Growing up, the next door neighbor boys became like brothers, and we spent entire days wheeling bikes, making bases, hose soaking each other on the lawn, digging out our imagination in G.I. Joe sand box bases, and laying on the carpet to play Super Mario Bros. We even took a hammer to the backyard fence, removing rusty nails, making a gap from two old wooden fence pales, to join our homes, our kingdom-worlds, a narrow way through was made, a gap to pass and freely roam. One friend, barefoot, was pierced by the nails laid freshly bare; he cried out, then soon found that he was held in his father’s arms.

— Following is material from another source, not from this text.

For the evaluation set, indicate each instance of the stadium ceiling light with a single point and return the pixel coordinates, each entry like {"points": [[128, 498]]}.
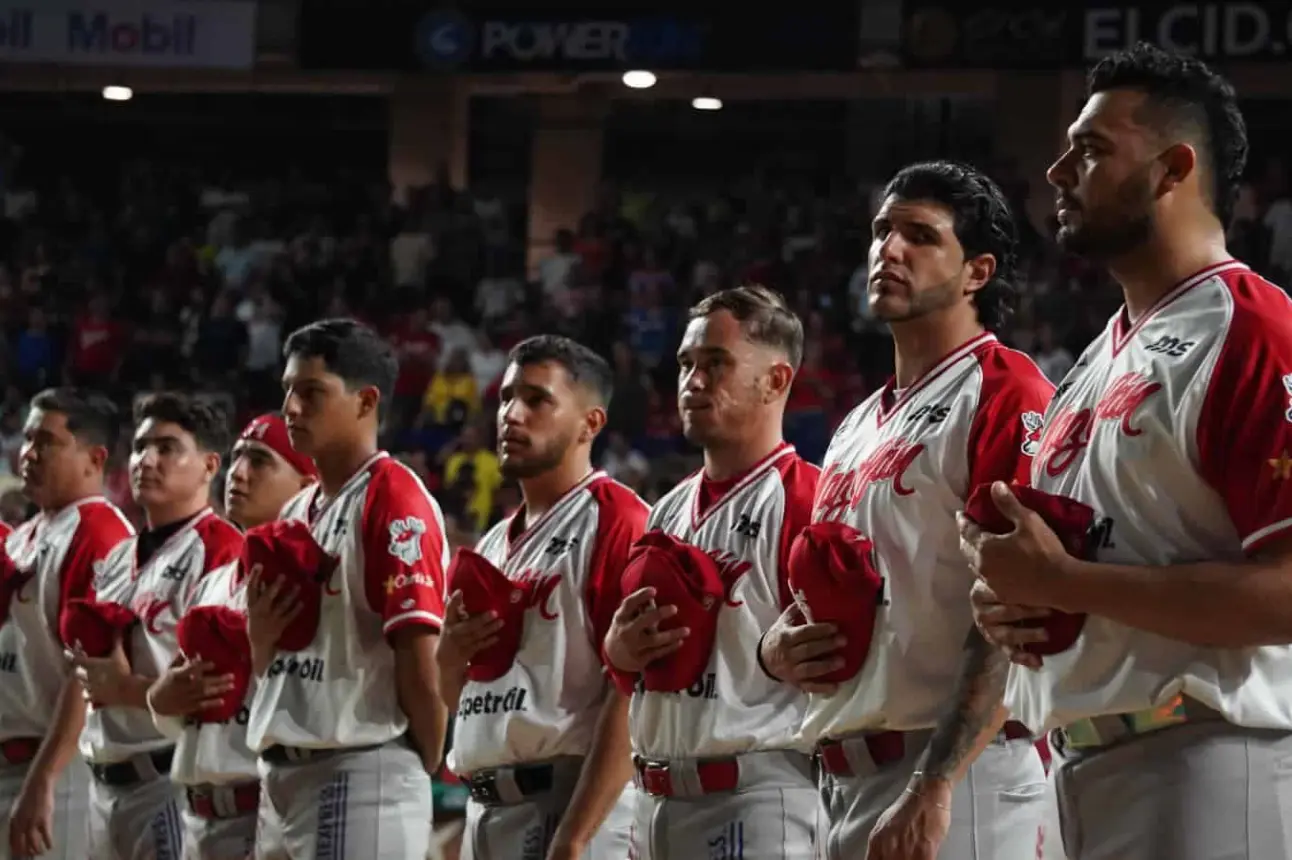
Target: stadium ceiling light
{"points": [[640, 79]]}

In moments like those, in strings of average days, past birthday after birthday, we are invited to grow young, let You develop a childlike maturity within—a softening of heart, a restful lightweight soul, leaping from stress, refusing hardness or bitterness by embracing Your forgive-full-ness.
Why is that way so narrow, so thin?
No room to force laden carts or burdened mules. Forget storage barns, treasure chests and bank accounts, and find the gate is just a narrow two-paled fence entrance, with a few rusted nails thrust through.
In those child-moments with friends, I was safe. But I dwelt unaware of other kids also running barefoot, not by choice, without lawn or carpet, let alone bikes or video games. I did not know that some little ones could not find nourishment, were seldom at play. I could not conceive that kids, families would have to run not from bees and dogs, but from guns and men. I can still see the image burned into my mind of three children, huddled together, sitting on a highway median, trucks and cars tearing past as they shared a bit of food.
It seems unfair—but is it actually the essence of justice?—that Jesus is closer to those barefoot kids with fewer bundles, showing them that they always fit into his kingdom with less, with nothing, and they gain everything. It seems the poor and the weak, not the rich or strong, have this unaccounted advantage. We often carry too much; care too much about the things we carry to freely pass through, into life, and eternity with you.
Could eternity hold more childhood than adulthood?
Less things, less concerns, more people and moments. Soft spring breeze living, delicious richness of life, brotherhood, sisterhood, working with hands in young soil, swimming in cascading pools that glitter and glow. I long for endless timeless days, when all children freely play.
A narrow way, open to all. A piercing-nail wooden-pale way, with brothers and neighbors, with lightweight packs that pass through the kingdom-world fence gap, parcels filled with hope, humility and love.